No obstante, los cirujanos generales contribuyen a este problema, lo cual lo profundiza aún más. El modelo de pago por evento y los incentivos económicos asociados al uso de nuevas tecnologías (entiéndase cirugía laparoscópica y endoscópica), que tienen mejor retorno económico comparado con muchas cirugías abiertas, han hecho que las recientes generaciones de cirujanos miren con cierto desgano la enfermedad tiroidea.

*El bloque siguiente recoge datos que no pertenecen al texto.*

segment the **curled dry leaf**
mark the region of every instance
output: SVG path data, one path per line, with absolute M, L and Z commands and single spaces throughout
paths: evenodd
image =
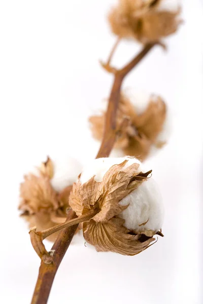
M 50 179 L 52 178 L 54 175 L 54 166 L 49 156 L 46 162 L 42 163 L 40 171 L 42 175 L 48 176 Z
M 30 228 L 36 226 L 38 231 L 48 229 L 64 222 L 68 216 L 72 187 L 67 186 L 60 192 L 56 191 L 51 183 L 53 174 L 53 164 L 48 157 L 42 163 L 39 174 L 25 175 L 20 185 L 19 209 Z M 57 234 L 53 234 L 48 239 L 54 241 Z
M 161 147 L 164 143 L 157 141 L 157 138 L 163 129 L 166 114 L 165 103 L 160 96 L 152 95 L 145 111 L 138 115 L 136 107 L 122 93 L 116 119 L 119 132 L 115 148 L 123 149 L 126 155 L 145 160 L 152 145 Z M 101 140 L 104 133 L 105 115 L 103 112 L 100 116 L 89 118 L 93 135 L 99 140 Z M 125 118 L 128 118 L 129 123 L 121 129 L 120 126 Z
M 161 1 L 119 0 L 109 15 L 111 29 L 116 35 L 136 39 L 143 44 L 159 42 L 175 32 L 180 23 L 180 9 L 161 11 Z
M 119 205 L 119 202 L 146 180 L 151 172 L 139 172 L 140 165 L 136 163 L 125 167 L 127 162 L 112 166 L 101 182 L 96 181 L 93 176 L 83 184 L 79 180 L 73 185 L 70 204 L 78 216 L 98 211 L 82 224 L 85 240 L 97 251 L 134 255 L 154 240 L 149 237 L 143 241 L 141 235 L 130 232 L 123 226 L 124 220 L 117 218 L 128 207 Z
M 146 249 L 155 240 L 142 235 L 130 234 L 123 225 L 124 220 L 113 218 L 105 223 L 95 223 L 93 220 L 83 223 L 85 240 L 97 251 L 112 251 L 123 255 L 135 255 Z

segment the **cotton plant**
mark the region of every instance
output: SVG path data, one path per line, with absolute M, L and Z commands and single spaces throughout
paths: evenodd
M 180 8 L 174 3 L 118 1 L 108 15 L 117 41 L 107 62 L 101 62 L 113 75 L 113 85 L 105 108 L 89 119 L 93 136 L 101 141 L 96 159 L 82 166 L 67 156 L 48 157 L 37 172 L 24 176 L 19 209 L 29 222 L 31 242 L 41 260 L 32 304 L 47 303 L 78 229 L 97 251 L 128 256 L 141 253 L 156 242 L 156 236 L 163 236 L 161 196 L 153 168 L 141 161 L 168 141 L 169 106 L 158 94 L 143 95 L 122 84 L 152 49 L 164 46 L 162 39 L 178 30 Z M 118 44 L 126 39 L 140 44 L 142 50 L 118 69 L 111 60 Z M 109 157 L 113 148 L 122 157 Z M 49 251 L 43 243 L 46 238 L 55 241 Z

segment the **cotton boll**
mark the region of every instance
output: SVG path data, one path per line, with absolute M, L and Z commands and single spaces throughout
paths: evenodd
M 152 94 L 144 90 L 138 91 L 131 88 L 128 88 L 124 91 L 125 96 L 134 105 L 138 115 L 142 114 L 147 109 Z
M 51 159 L 54 175 L 51 184 L 56 191 L 60 192 L 77 180 L 82 167 L 76 159 L 67 155 Z
M 133 89 L 129 88 L 125 91 L 125 94 L 127 96 L 130 102 L 134 106 L 136 112 L 139 115 L 142 114 L 147 109 L 150 101 L 152 100 L 156 102 L 157 95 L 144 91 L 137 92 Z M 152 145 L 149 155 L 152 155 L 159 149 L 156 147 L 156 144 L 158 145 L 159 142 L 166 142 L 172 133 L 172 115 L 170 109 L 167 107 L 166 115 L 162 129 L 159 133 L 156 139 L 155 145 Z M 153 151 L 153 153 L 152 153 Z
M 136 233 L 144 230 L 158 231 L 163 224 L 164 210 L 157 185 L 152 177 L 120 201 L 128 207 L 119 215 L 125 220 L 124 225 Z M 146 223 L 144 225 L 140 225 Z
M 162 0 L 157 7 L 157 11 L 176 12 L 181 5 L 181 0 Z
M 138 172 L 149 171 L 135 159 L 129 157 L 118 158 L 100 158 L 94 160 L 83 169 L 80 181 L 84 183 L 92 176 L 96 181 L 101 181 L 104 176 L 114 165 L 128 160 L 124 169 L 133 163 L 140 164 Z M 128 207 L 119 215 L 125 220 L 124 225 L 134 232 L 142 233 L 146 230 L 158 231 L 162 226 L 163 219 L 163 206 L 157 186 L 152 177 L 144 181 L 138 187 L 121 200 L 119 204 Z M 145 225 L 140 225 L 147 222 Z
M 114 165 L 118 165 L 125 160 L 128 161 L 124 168 L 126 168 L 132 164 L 136 163 L 141 164 L 141 162 L 135 158 L 127 156 L 122 158 L 103 158 L 93 160 L 85 167 L 82 171 L 80 176 L 80 181 L 84 183 L 88 181 L 92 176 L 94 176 L 96 181 L 101 181 L 105 173 L 109 169 Z

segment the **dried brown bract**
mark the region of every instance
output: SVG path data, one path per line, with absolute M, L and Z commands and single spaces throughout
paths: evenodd
M 122 94 L 117 116 L 117 128 L 120 131 L 115 147 L 122 148 L 126 155 L 143 161 L 152 145 L 161 147 L 165 143 L 158 140 L 157 137 L 163 129 L 166 113 L 165 104 L 159 96 L 152 95 L 145 111 L 138 115 L 129 98 Z M 102 139 L 105 114 L 103 112 L 100 116 L 89 118 L 93 135 L 99 140 Z M 129 124 L 120 130 L 125 117 L 128 118 Z
M 61 191 L 56 191 L 51 180 L 54 176 L 54 166 L 47 158 L 38 169 L 39 174 L 29 174 L 24 176 L 20 185 L 20 203 L 19 209 L 21 216 L 29 222 L 29 227 L 36 226 L 38 231 L 51 228 L 64 222 L 69 209 L 69 195 L 72 186 Z M 54 241 L 57 233 L 48 239 Z
M 175 32 L 180 23 L 180 10 L 159 9 L 161 0 L 119 0 L 109 15 L 112 31 L 121 38 L 143 44 L 158 42 Z
M 119 205 L 119 202 L 146 180 L 151 173 L 139 172 L 140 165 L 137 163 L 125 168 L 127 162 L 111 167 L 101 182 L 93 177 L 83 184 L 79 180 L 73 185 L 70 204 L 77 215 L 97 212 L 82 223 L 82 229 L 85 240 L 98 251 L 134 255 L 155 240 L 130 231 L 123 226 L 124 220 L 118 217 L 128 207 Z

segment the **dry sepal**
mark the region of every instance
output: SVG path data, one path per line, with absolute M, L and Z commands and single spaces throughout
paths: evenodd
M 97 181 L 93 176 L 82 183 L 80 176 L 73 185 L 70 205 L 78 216 L 93 211 L 97 212 L 90 220 L 84 222 L 82 226 L 85 240 L 98 251 L 134 255 L 147 249 L 155 240 L 152 237 L 157 231 L 148 236 L 145 235 L 145 229 L 142 233 L 136 233 L 124 226 L 125 220 L 121 218 L 129 204 L 123 205 L 120 203 L 142 183 L 146 182 L 151 172 L 141 171 L 138 161 L 138 163 L 133 162 L 128 166 L 129 159 L 111 166 L 100 181 Z
M 112 31 L 120 37 L 143 44 L 156 43 L 175 32 L 181 21 L 180 8 L 161 9 L 161 0 L 119 0 L 109 15 Z
M 48 157 L 38 168 L 36 174 L 24 177 L 20 185 L 19 209 L 21 216 L 29 222 L 29 227 L 37 226 L 38 231 L 51 228 L 64 222 L 70 209 L 69 195 L 72 185 L 67 185 L 60 191 L 52 185 L 55 172 L 52 161 Z M 57 233 L 48 237 L 54 241 Z
M 143 161 L 152 147 L 160 148 L 166 142 L 166 140 L 160 140 L 159 137 L 164 129 L 166 106 L 160 96 L 151 95 L 145 110 L 138 113 L 137 103 L 139 101 L 136 98 L 133 104 L 131 99 L 131 96 L 125 93 L 121 94 L 116 118 L 117 129 L 119 132 L 115 147 L 122 149 L 126 155 Z M 93 136 L 98 140 L 102 139 L 105 115 L 104 111 L 100 116 L 89 118 Z M 124 118 L 128 118 L 129 123 L 120 129 Z

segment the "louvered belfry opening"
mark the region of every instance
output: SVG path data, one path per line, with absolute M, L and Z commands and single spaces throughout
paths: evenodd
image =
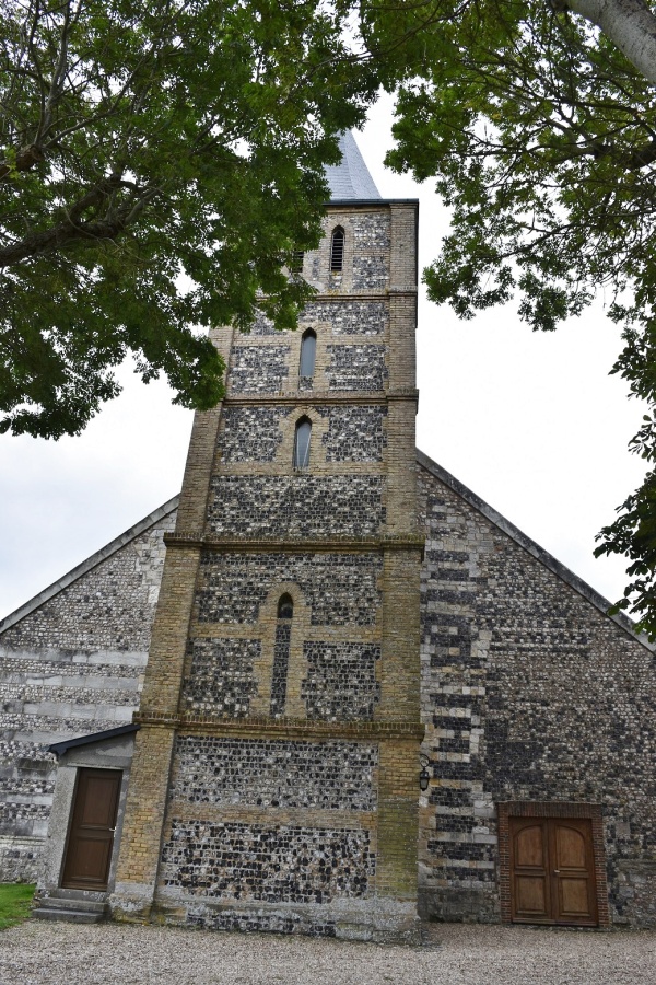
M 312 328 L 304 333 L 301 339 L 300 376 L 314 376 L 315 359 L 317 354 L 317 335 Z
M 338 225 L 330 241 L 330 273 L 341 274 L 344 266 L 344 231 Z

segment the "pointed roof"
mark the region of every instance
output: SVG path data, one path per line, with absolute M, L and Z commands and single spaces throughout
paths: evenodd
M 331 201 L 371 201 L 380 198 L 380 193 L 367 171 L 360 148 L 350 130 L 339 138 L 342 159 L 339 164 L 326 167 Z

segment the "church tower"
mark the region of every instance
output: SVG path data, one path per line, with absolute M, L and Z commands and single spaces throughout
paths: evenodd
M 212 333 L 226 395 L 166 537 L 116 919 L 415 929 L 418 206 L 341 148 L 298 329 Z

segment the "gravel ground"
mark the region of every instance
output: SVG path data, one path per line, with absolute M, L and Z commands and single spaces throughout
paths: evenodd
M 1 985 L 656 985 L 656 932 L 434 924 L 421 948 L 116 924 L 0 934 Z

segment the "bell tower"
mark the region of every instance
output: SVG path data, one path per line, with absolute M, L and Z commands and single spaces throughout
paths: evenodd
M 226 396 L 166 538 L 115 919 L 415 930 L 418 206 L 341 149 L 298 329 L 212 333 Z

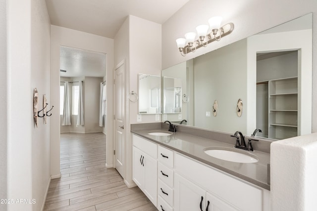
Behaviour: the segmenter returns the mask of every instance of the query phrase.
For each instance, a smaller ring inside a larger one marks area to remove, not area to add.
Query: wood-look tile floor
[[[127,187],[105,164],[105,134],[61,134],[61,177],[52,180],[44,210],[158,210],[138,187]]]

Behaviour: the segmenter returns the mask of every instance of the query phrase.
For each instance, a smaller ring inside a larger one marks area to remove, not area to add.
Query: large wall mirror
[[[312,48],[310,13],[163,70],[162,77],[181,79],[187,125],[249,135],[259,128],[257,136],[287,138],[312,131]]]
[[[182,80],[163,77],[163,113],[182,113]]]
[[[139,114],[161,113],[160,77],[139,74]]]

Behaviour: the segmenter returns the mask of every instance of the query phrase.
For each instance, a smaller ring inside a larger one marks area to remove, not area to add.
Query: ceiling
[[[163,24],[189,0],[46,0],[51,23],[113,39],[129,15]]]
[[[46,0],[52,25],[113,39],[132,15],[163,24],[189,0]],[[61,46],[61,77],[104,77],[106,55]]]
[[[103,77],[106,76],[106,54],[61,46],[59,67],[62,77]]]

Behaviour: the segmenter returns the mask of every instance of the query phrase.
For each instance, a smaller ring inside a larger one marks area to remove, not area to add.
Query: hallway
[[[143,193],[106,169],[106,135],[60,134],[61,177],[52,179],[45,211],[157,211]]]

Si en términos de tiempo, en un procedimiento de dos horas, un cirujano gana más honorarios con una corrección laparoscópica del reflujo o una manga gástrica que con una tiroidectomía, no es difícil entender por qué es mejor dejar pasar al enfermo de la tiroides.
También, las escuelas de Cirugía General, institucionalmente han ido dejando de lado el estudio de esta enfermedad. La cirugía general se ha vuelto tan amplia, que es necesario escoger qué deben aprender los residentes. El mercado actual del país dispone en gran medida para el cirujano general, el trabajo en urgencias (trauma, urgencia médica) y el manejo de las condiciones quirúrgicas de baja o mediana complejidad. Estas áreas, que antiguamente estaban a cargo del cirujano general, han pasado poco a poco a manos de los subespecialistas, como el cáncer y la cirugía vascular. Para aquellos que ocupamos cargos de dirección se presenta, entonces, un dilema entre enseñar lo que se necesita o lo que se debe, que no es fácil de resolver. Pero, también, los residentes perciben esta realidad y son ellos mismos los que terminan orientando su educación hacia estas áreas de mayor necesidad en desmedro de las demás.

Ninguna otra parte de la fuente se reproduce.